La seconda riguarda il contesto culturale, sociale e politico del nostro paese, e non solo, in questa fase storica. Io credo che voi, nel vostro lavoro, siate costretti, per una scelta tecnica e non ideologica né morale, a parlare di accoglienza, di sostegno, di diritti, di inclusione sociale, di tolleranza, di integrazione, di solidarietà. Nella larga parte dell’opinione pubblica prevalgono invece altre parole d’ordine: azzeramento dei diritti, intolleranza, esclusione sociale, separatezza, egoismo. La società nel suo complesso concepisce ancora le sue contraddizioni, da essa prodotte e alimentate, come rifiuti, scorie, elementi di disturbo se non di scandalo. Questo significa che molte difficoltà nel vostro lavoro non sono legate solo a problemi cosiddetti “sindacali”, a carenza di organico, a scarsa disponibilità di risorse, a inadeguatezze e disfunzionalità negli assetti organizzativi, ma a scarsa o nulla “attenzione” ai sempre crescenti fenomeni del disagio sociale, in particolar modo delle giovani generazioni. Quando va bene, vi si chiede e vi si danno le risorse, per essere i notai della sofferenza, della disperazione, dell’emarginazione.

Questi due elementi spiegano il mio imbarazzo, la mia difficoltà ad essere pienamente propositivo e risolutivo, come voi legittimamente vi aspettate da un docente, in un corso di formazione.

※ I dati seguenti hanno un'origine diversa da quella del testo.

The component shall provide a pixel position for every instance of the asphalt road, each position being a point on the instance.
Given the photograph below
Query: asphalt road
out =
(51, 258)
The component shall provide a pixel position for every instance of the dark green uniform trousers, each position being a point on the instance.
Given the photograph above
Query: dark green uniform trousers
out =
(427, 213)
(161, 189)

Per non rischiare però l’autocommiserazione e con essa la depressione e la paralisi del pensiero e dell’azione, provo a proporvi tre temi di discussione, da affrontare nei gruppi di lavoro che seguiranno e anche nei momenti di dibattito e confronto comune.

1.Marginalità della “questione giovanile” rispetto all’emergere delle problematiche legate alla condizione anziana e alla persistente centralità della cura della malattia, basata su una medicina d’attesa anziché una medicina d’iniziativa.

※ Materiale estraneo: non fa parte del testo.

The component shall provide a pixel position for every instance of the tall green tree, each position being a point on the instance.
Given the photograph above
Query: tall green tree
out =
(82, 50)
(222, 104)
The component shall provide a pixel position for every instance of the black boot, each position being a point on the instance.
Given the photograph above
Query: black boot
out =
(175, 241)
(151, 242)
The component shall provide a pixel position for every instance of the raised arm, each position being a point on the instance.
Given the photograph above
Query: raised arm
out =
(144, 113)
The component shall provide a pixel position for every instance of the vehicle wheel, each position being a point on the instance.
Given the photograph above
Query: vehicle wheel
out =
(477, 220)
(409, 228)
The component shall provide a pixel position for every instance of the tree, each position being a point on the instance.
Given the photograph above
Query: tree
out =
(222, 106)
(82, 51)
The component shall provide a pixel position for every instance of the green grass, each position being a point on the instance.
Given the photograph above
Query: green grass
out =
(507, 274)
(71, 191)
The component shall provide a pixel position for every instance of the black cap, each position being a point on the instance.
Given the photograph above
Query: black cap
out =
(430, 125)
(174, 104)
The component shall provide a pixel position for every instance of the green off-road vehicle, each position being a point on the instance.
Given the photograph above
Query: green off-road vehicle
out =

Siamo di fronte a quella che viene definita “transizione demografica”,  cioè il processo di cambiamento della struttura globale della popolazione prodotto dalla mutevolezza delle fasi di relazione tra tassi di natalità e tassi di mortalità.

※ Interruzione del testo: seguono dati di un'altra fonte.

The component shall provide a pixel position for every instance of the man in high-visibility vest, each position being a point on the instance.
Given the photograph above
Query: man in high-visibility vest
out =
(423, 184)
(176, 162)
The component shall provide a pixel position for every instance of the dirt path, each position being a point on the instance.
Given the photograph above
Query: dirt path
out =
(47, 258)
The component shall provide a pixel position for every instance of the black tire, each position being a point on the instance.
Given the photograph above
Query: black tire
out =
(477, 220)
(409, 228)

Le tendenze demografiche un atto in Italia mostrano infatti un aumento degli anziani sia in senso relativo che assoluto, legato al declino dei segmenti più giovani e che l’80% delle morti avviene nella popolazione anziana, quando nel 1900 solo il 25% delle morti avveniva in soggetti ultrasessantacinquenni.

Va detto subito che l’invecchiamento della popolazione è un risultato positivo, conseguito nel tempo grazie alla buona qualità della vita, al miglioramento delle condizioni socio-economiche, nonché all’adeguatezza dei servizi socio-sanitari. La transizione demografica sembrerebbe imporre la centralità delle problematiche legate alla condizione anziana, ma paradossalmente così non è. L’attenzione politica, gestionale e tecnica non è destinata a questo fenomeno strutturale, anche perché l’invecchiamento della popolazione produce sì un aumento significativo della quota di popolazione anziana, ma non necessariamente tutta in condizioni di fragilità se non di vera e propria non autosufficienza, ma in buone condizioni di salute.  Questa quota ha tempo e risorse da dedicare al mantenimento psicofisico, per praticare una concezione del benessere individuale che travalica i confini tradizionali tra sanità, wellness e sociale ed una conseguente trasformazione delle connessioni tra settore sanitario, socio sanitario e sociale.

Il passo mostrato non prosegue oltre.